Hypothesis is an excellent possibility for your use case - if you use it right. First off, why it works: it's not random, but pseudorandom. When a test fails with a complex example, it will tone down the complexity until it finds the minimal test case that fails, and gives you that. Then it also stores a database of failing test cases, so replaying old failures is one of the first things it tries.
Now, the drawbacks are that building a testcase generally takes a long time, but the benefit is that you can be really sure of your code being robust.
I have no idea what your code looks like, but just to give you a mock-up:
from hypothesis import strategies as st
from hypothesis import assume
# In this example, damage and miss chance are based
# on the length of the name of the attack
samus = Character(health=100, attacks=['punch', 'shoot'])
wario = Character(health=70, attacks=['growl', 'punch'])
bowser = Character(health=250, attacks=['growl', 'kidnap_princess'])
st_character = st.sampled_from([samus, wario, bowser])
st_n_rounds = st.integer(min=0, max=10)
@st.composite
def fight_sequence(draw):
player_one = draw(st_character)
player_two = draw(st_character)
# don't test entire fights, just simulate one, record the steps,
# and check that the end state is what you expect
actions = [
dict(type='choose', player_number=1, player=player_one),
dict(type='choose', player_number=2, player=player_two)
]
# this filters out all test cases where players have the same character
assume(player_one != player_two)
n_rounds = draw(st_n_rounds)
both_alive = True
def _attack(player, other):
if not both_alive:
return
attack = draw(player.attacks)
response = draw(st.integers(min=0, max=len(attack)))
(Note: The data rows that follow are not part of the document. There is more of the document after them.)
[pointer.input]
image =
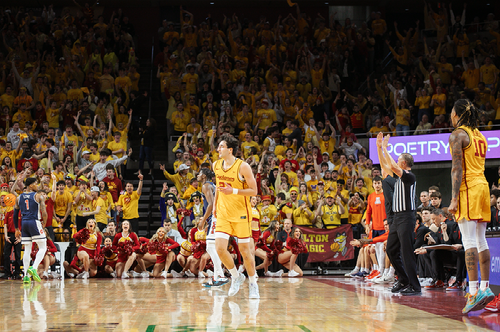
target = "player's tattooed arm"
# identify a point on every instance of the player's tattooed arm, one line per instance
(458, 139)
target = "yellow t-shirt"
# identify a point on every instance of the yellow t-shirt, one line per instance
(61, 203)
(101, 216)
(113, 146)
(130, 205)
(438, 110)
(400, 113)
(74, 94)
(488, 73)
(191, 82)
(52, 117)
(84, 205)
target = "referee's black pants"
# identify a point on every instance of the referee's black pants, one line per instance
(400, 248)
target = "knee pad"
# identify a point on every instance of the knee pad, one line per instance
(482, 245)
(468, 230)
(469, 243)
(42, 244)
(220, 235)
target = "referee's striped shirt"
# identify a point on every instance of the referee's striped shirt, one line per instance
(404, 193)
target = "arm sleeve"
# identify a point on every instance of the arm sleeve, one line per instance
(172, 243)
(180, 229)
(98, 244)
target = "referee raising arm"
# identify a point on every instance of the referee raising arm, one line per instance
(401, 236)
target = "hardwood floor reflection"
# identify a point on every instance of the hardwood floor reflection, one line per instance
(308, 304)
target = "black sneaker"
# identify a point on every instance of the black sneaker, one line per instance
(409, 290)
(216, 283)
(398, 286)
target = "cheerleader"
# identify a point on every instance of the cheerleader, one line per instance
(295, 245)
(198, 210)
(197, 262)
(144, 259)
(164, 255)
(186, 249)
(126, 242)
(89, 249)
(110, 256)
(266, 247)
(49, 258)
(168, 206)
(255, 223)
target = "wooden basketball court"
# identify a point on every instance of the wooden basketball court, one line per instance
(304, 304)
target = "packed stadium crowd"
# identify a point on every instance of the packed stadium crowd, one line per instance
(297, 93)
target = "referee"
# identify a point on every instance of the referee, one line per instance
(401, 237)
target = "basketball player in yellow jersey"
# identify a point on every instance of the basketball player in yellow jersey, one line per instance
(470, 199)
(232, 208)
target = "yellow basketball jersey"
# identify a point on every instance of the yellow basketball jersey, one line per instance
(232, 208)
(473, 159)
(256, 218)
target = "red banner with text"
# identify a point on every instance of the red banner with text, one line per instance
(326, 245)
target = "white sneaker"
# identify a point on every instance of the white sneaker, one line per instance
(253, 291)
(379, 279)
(375, 280)
(235, 284)
(176, 274)
(351, 273)
(426, 282)
(389, 279)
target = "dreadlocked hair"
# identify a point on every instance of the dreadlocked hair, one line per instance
(468, 114)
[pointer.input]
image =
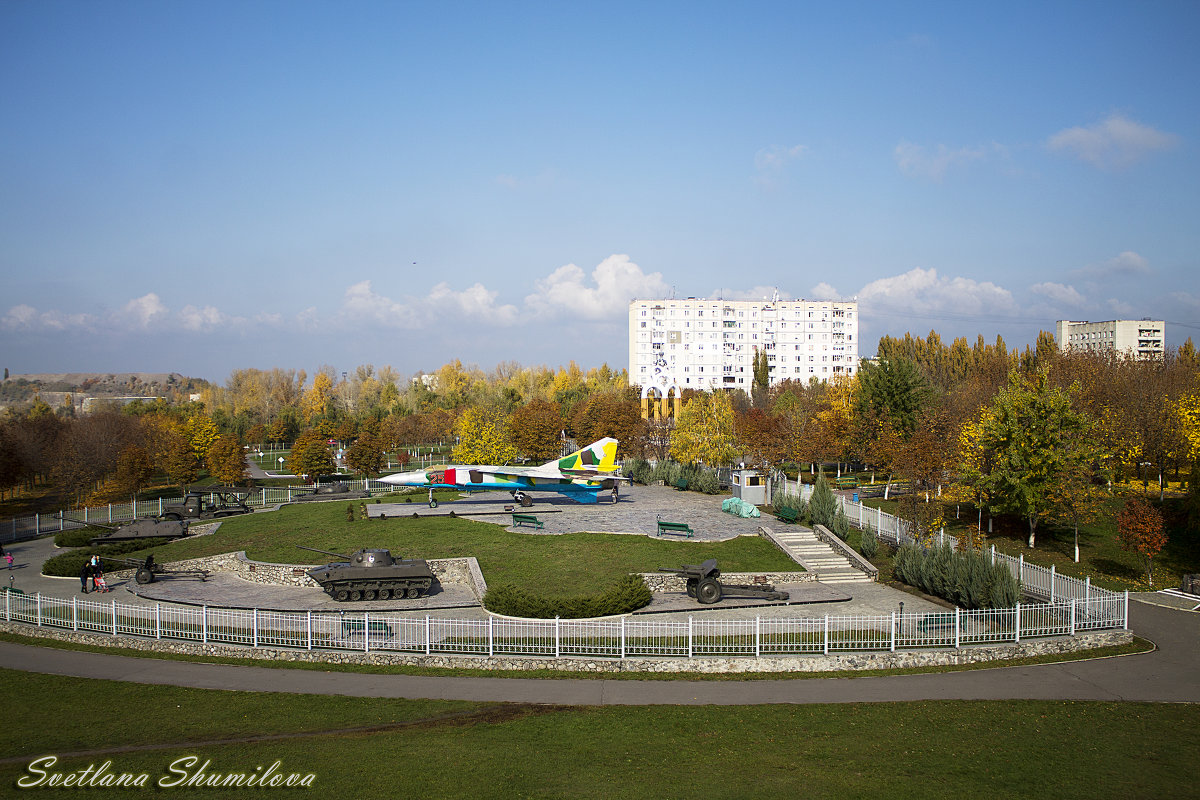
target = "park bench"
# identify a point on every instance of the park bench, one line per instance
(675, 528)
(787, 515)
(526, 519)
(353, 629)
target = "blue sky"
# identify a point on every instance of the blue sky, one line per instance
(209, 186)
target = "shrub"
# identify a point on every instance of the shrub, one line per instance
(69, 565)
(628, 594)
(823, 504)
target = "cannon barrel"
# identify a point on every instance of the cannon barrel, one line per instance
(341, 555)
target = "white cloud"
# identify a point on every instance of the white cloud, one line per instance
(923, 292)
(443, 304)
(201, 319)
(825, 292)
(917, 161)
(144, 310)
(615, 282)
(1111, 144)
(756, 293)
(775, 157)
(1060, 293)
(1127, 264)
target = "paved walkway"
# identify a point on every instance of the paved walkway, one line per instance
(1167, 675)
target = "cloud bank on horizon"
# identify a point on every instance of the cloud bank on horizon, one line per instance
(408, 185)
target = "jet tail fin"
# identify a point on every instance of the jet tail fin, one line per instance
(599, 456)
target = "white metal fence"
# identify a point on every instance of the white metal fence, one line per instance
(606, 638)
(1037, 582)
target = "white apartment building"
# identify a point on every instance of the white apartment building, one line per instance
(709, 344)
(1141, 338)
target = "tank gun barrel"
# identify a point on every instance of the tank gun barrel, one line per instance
(341, 555)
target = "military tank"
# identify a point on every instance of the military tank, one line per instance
(372, 575)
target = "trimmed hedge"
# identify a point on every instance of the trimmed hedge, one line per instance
(628, 594)
(69, 565)
(967, 579)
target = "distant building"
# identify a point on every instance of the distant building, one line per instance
(1141, 338)
(708, 344)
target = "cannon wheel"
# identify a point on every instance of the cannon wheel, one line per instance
(708, 590)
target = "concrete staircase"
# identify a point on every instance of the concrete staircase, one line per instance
(816, 557)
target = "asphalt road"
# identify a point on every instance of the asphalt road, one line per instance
(1165, 675)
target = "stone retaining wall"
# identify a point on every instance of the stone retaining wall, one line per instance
(817, 663)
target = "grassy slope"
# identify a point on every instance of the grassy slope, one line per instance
(567, 564)
(915, 750)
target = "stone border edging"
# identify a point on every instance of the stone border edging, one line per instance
(805, 663)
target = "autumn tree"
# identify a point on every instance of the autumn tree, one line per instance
(1024, 439)
(705, 431)
(227, 462)
(1140, 530)
(311, 456)
(483, 439)
(535, 429)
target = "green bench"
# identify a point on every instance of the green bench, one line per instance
(526, 519)
(352, 629)
(675, 528)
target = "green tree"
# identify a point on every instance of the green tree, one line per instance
(311, 455)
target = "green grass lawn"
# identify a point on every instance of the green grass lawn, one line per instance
(1101, 554)
(449, 749)
(551, 565)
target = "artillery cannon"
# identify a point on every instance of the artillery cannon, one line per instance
(372, 575)
(705, 584)
(141, 529)
(148, 570)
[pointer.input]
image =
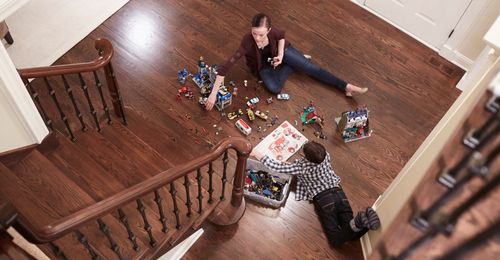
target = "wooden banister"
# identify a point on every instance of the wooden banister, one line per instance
(104, 48)
(72, 222)
(8, 248)
(103, 61)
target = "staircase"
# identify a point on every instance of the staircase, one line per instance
(105, 190)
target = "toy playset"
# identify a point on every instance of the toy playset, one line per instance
(354, 125)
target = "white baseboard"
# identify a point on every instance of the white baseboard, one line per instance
(179, 250)
(455, 57)
(451, 55)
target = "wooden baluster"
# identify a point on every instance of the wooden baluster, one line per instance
(114, 92)
(200, 196)
(163, 219)
(449, 177)
(224, 175)
(239, 179)
(173, 192)
(34, 95)
(83, 240)
(188, 197)
(147, 227)
(85, 89)
(131, 235)
(69, 90)
(475, 137)
(64, 118)
(210, 183)
(105, 107)
(105, 230)
(57, 251)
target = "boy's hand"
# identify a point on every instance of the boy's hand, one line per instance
(257, 154)
(210, 101)
(277, 61)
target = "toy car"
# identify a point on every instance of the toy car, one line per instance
(261, 115)
(243, 127)
(254, 100)
(251, 115)
(283, 96)
(232, 115)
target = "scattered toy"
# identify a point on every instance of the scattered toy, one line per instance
(261, 115)
(310, 115)
(182, 75)
(283, 96)
(354, 125)
(224, 98)
(251, 115)
(274, 120)
(243, 127)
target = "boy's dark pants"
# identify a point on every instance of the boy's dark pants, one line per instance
(335, 213)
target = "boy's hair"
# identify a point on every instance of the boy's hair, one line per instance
(314, 152)
(261, 19)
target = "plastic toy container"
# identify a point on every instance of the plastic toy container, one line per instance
(258, 166)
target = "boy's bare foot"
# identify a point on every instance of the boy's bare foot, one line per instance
(350, 89)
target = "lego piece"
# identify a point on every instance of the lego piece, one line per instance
(310, 115)
(251, 115)
(261, 115)
(224, 98)
(283, 96)
(252, 102)
(182, 75)
(243, 127)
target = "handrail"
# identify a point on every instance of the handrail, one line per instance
(69, 223)
(104, 48)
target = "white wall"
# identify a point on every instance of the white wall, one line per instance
(20, 123)
(473, 44)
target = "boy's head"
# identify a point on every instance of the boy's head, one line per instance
(314, 152)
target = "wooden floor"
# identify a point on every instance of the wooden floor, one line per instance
(411, 87)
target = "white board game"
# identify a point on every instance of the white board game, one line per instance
(282, 143)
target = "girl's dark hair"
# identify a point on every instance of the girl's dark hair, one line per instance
(261, 19)
(314, 152)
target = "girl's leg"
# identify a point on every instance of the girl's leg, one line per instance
(296, 60)
(274, 79)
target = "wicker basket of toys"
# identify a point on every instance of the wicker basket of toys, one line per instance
(265, 186)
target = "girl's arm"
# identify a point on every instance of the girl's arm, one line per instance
(213, 95)
(281, 51)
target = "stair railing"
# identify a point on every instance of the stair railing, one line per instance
(58, 77)
(228, 211)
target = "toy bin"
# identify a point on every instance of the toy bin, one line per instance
(260, 197)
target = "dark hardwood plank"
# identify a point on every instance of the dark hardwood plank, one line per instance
(411, 88)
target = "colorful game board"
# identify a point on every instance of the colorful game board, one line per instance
(282, 143)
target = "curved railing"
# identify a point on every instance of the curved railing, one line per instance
(233, 208)
(58, 81)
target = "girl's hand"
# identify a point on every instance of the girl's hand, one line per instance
(277, 61)
(256, 154)
(211, 101)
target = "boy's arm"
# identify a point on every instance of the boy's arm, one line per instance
(281, 167)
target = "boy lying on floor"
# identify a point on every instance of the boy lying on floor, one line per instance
(317, 181)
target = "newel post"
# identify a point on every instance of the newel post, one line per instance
(7, 246)
(230, 211)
response_type = 'miss' if response == 0 else 'crit' if response == len(attack)) else 'hit'
actions.push(dict(type='attack', player=player, attack=attack, response=response_type))
if response_type == 'hit':
other.health -= len(attack)
elif response_type == 'crit':
other.health -= len(attack) * 2
if other.health <= 0:
actions.push(dict(type='ko', player=other))
for _ in range(n_rounds):
_attack(player_one, player_two)
_attack(player_two, player_one)
return actions
Then in your test case, feed the playback script to your code and check that the results line up. I hope you can use this for inspiration.